Peut être que l’inspiration viendra en écrivant allez savoir… C’est à partir de là que ça devient vraiment gênant parce que la tu commences à lancer des vannes. Alors toi t’en sors une petite, pour te chauffer, le mec rit aux éclats, du coup emporté il se lance et là… rien. C’est tellement pourri que tu ris pas. Sauf que tu t’en rends compte alors tu forces un sourire et tu passes à autre chose. Le mec lui il est bien décidé à te balancer des vannes (étrangement elles sont souvent de plus en plus pourries) et toi tu risques un petit rire forcé pour te montrer courtois. GRAVE ERREUR! Ça c’est comme donner une pièce au roumain qui te lave le pare brise, tu l’incites à continuer au lieu d’aller faire autre chose, ailleurs, la ou il sera bien plus heureux et bien loin de toi.

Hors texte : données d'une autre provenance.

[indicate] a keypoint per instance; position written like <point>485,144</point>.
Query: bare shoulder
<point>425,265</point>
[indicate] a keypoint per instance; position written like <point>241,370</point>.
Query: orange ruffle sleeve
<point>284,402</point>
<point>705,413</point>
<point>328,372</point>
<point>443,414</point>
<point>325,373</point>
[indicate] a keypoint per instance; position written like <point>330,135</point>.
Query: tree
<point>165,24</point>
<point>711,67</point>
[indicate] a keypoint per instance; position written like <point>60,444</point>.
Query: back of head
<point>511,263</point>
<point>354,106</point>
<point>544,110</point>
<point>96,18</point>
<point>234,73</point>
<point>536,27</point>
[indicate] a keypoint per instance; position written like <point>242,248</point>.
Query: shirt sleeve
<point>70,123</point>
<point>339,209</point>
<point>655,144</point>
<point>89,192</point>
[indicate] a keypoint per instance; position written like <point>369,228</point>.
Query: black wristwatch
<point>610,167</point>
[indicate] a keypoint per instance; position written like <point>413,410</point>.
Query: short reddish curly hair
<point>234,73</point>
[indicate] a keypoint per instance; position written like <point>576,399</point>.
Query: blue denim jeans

C’est comme se retrouver à une soirée avec des gens que tu connais pas et à qui t’as rien à dire, y a toujours ce mec, prof ou un truc du genre, qui se balade avec une bouteille de vin et qui va commencer à faire des calembours (les calembours c’est la fosse sceptique de l’humour et si ça vous fait rire vous méritez d’avoir le cancer du cul), au début tu apprécies parce qu’enfin quelqu’un te parle et puis au bout de 5 minutes ca devient chiant et tu ris plus. Ben la c’est pareil sauf que tu n’as jamais vraiment apprécié cet instant.

Alors je vous cacherais pas que j’ai pas forcément grand chose de plus à dire, j’avais cette petite anecdote à raconter, je peux me casser en week end sans avoir la sensation de vous avoir volé un billet. Rien que de repenser à ce moment qui m’a semblé durer des heures (1h30 en réalité) je me sens déjà tout fébrile et j’ai des sueurs froides alors je conclurais ce petit billet par un simple: quand t’as pas d’humour tu la fermes et tu dégages.